From the start, Nick was painted as the antagonist and the Thompsons as the protagonists. Though Nick’s reason for conning was initially unknown, her introduction was as an enigmatic teen who frantically shows up on the Thompson’s doorstep under a fake name, giving the family a false sob story which they eat up and allow her to stay. Throughout the first part of the show, you feel bad for Nick because she’s being forced by her foster parents and dad to engage in scamming the family, but also you hope that Jeremy Thompson (Kalama Epstein), who is suspicious of Nick, finds out about her so she will stop the sabotage. Eventually Jeremy’s suspicions decrease, though, and Nick manages to further ingratiate herself within the family while simultaneously stealing.

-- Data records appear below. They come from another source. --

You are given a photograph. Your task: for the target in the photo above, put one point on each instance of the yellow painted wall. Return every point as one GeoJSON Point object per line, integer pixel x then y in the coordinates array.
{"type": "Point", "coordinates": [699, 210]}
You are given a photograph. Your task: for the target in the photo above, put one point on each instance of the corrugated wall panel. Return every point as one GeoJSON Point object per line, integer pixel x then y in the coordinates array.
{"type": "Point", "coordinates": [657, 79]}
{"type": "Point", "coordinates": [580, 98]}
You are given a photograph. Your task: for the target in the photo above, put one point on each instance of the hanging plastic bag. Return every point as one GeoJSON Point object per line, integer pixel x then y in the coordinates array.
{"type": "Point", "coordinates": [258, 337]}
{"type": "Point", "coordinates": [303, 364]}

From a GoFundMe scam to an estate sale, Nick finds lucrative ways throughout the show to raise money for her dad who’s in prison. While it’s a bit preposterous how okay he is with his daughter going through these great lengths, it also shows the audience just how close they are. And despite the sitcom’s flaws, watching it helped me accomplish something I’ve been avoiding for two years: forgiving my own father.
In that aforementioned Part 2 flashback episode, “The Italian Job,” we’re shown exactly what Nick’s father did to get arrested, which is where the protagonist and antagonist roles switch. Tony owned the Franzelli restaurant that was located across from Liz Thompson’s (Melissa Joan Hart) brand new fine-dining restaurant, which she planned on buying and turning into a luxurious pizza parlor. Unfortunately, Liz’s high-end restaurant, Crescendo, couldn’t compare to Franzelli’s family atmosphere, quality food, and reasonable prices. To help Crescendo’s gain popularity, each member of the Thompson family had a hand in the downfall of Franzelli’s: Liz copied the items on Franzelli’s menu and lowered the prices; Molly Thompson (Lauren Lindsey Donzis) and her friends used Yelp to put up fake yet horrible reviews on Franzelli’s; Jeremy and his friend stole the flyers Nick and her dad were putting on people’s cars in a parking lot; and Ed (Sean Astin), who is a banker, denied Tony’s request to extend his loan even though Tony was a good client, after realizing he owned the restaurant that was his wife’s competitor.
To save the restaurant from going bankrupt, Tony turned to mobsters to get a loan and committed robberies to pay the loan back. The night Tony was arrested, he and Nick found out that the people who sabotaged them were all part of the same family.